We may also seek to join two tables and the SQL JOIN
joins two tables based on a common column and results in data with matching values in these columns. There are other types of joins such as INNER JOIN, LEFT JOIN, RIGHT JOIN, and FULL OUTER JOIN
.
An example of a JOIN is;
SELECT Customers.customer_id, Customers.name, orders.amount
FROM Customers
JOIN orders
ON Customers.customer_id = orders.customer;
SQL is also useful in creating databases in SQL. The CREATE DATABASE
statement is used. An example is;
CREATE DATABASE Customers
After creating databases, you need to create tables. The CREATE TABLE
statement is used. For example;
CREATE TABLE Customers_Kenya (
id INT,
name VARCHAR(50),
address TEXT,
email VARCHAR(50),
phone VARCHAR(10)
In the event you want to drop a database, the DROP DATABASE Customers;
query can be used to delete the Customers database. You can also delete a table using the query DROP TABLE Customers_Kenya;
Altering a table is useful when seeking to add a column, rename a column, modify, or delete a column. The ALTER TABLE
command is used when seeking to alter a column.
After creating a table, you may want to insert new rows in the database table. To do this, the following command is used;
INSERT INTO Customers_Kenya(id, name, address, email, phone)
VALUES (1, 'user', '123-4567', 'User@gmail.com', 0712345678);
To update a record, we use the UPDATE
statement;
UPDATE Customers_Kenya
SET name = 'Johnny'
WHERE id = 1;
The DELETE
statement is used to delete rows from a database table.
DELETE FROM Customers_Kenya
WHERE id = 1;
Constraints in SQL are rules that are used to ensure data integrity in a database. They can be applied to a table or a column within a table, and are used to enforce business rules, improve data quality, and maintain data consistency. Here's an example of how constraints can be used in SQL;
CREATE TABLE Customers (
id INT PRIMARY KEY,
name VARCHAR(50) NOT NULL,
address VARCHAR(100),
email VARCHAR(50) UNIQUE NOT NULL
);
In this example, the email
column has a UNIQUE
constraint, which means that no two rows can have the same value in the email
column.
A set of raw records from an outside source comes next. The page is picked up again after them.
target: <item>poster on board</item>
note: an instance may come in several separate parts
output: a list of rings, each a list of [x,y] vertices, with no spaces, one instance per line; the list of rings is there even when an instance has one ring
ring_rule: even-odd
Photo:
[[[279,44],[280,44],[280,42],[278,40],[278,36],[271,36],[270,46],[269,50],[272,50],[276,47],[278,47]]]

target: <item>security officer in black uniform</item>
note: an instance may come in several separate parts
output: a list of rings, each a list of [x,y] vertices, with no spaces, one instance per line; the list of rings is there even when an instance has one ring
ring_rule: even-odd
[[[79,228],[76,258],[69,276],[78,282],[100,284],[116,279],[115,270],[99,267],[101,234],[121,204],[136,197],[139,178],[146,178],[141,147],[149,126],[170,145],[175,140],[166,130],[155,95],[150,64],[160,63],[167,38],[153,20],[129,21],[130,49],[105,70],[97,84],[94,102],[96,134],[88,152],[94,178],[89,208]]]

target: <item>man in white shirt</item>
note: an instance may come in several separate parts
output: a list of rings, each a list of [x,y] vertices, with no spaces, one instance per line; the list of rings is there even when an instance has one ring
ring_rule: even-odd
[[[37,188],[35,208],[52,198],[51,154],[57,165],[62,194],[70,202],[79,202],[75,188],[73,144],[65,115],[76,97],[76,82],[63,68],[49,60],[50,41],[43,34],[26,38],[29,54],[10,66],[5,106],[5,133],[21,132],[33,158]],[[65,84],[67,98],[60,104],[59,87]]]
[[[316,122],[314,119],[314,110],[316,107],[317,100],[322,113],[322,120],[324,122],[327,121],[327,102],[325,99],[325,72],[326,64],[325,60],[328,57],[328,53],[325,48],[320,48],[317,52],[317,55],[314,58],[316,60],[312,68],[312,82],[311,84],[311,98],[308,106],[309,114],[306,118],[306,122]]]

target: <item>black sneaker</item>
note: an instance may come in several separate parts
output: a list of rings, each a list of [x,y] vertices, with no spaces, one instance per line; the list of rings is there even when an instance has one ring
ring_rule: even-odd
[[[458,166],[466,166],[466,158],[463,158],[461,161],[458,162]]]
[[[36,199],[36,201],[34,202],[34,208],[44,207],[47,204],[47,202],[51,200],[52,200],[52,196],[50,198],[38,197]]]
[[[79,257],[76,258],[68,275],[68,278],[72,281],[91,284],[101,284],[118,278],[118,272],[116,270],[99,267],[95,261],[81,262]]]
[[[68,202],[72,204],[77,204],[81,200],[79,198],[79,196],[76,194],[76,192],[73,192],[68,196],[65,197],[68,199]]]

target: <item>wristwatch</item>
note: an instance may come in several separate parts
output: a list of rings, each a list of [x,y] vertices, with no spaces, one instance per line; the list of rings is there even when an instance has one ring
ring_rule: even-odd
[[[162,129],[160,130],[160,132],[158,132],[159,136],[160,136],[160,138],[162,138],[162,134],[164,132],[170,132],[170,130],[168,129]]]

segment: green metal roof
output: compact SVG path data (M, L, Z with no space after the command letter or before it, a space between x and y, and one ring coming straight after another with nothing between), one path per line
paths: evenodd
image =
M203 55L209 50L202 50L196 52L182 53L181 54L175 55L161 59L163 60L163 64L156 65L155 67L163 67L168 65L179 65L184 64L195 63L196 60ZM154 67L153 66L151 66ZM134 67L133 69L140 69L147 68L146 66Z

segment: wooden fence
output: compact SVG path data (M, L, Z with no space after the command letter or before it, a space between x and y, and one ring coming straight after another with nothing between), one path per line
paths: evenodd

Additionally, the NOT NULL
constraint ensures that every row in the table must have a value for the email
column, so we don't end up with any missing data.
If we try to insert a new row into the table with an email address that already exists, the database will generate an error, preventing us from violating the constraint.
Conclusion
SQL is a database management language that is useful for data scientists, data analysts, and data engineers. If you are seeking to start a career in data, it is highly recommended that you learn SQL.
In this introduction to SQL, we covered the basic concepts of SQL, including how to create tables, how to insert, update, and delete data, and how to query data from a database. We also touched on some important concepts like constraints which are essential for ensuring the integrity and consistency of a database.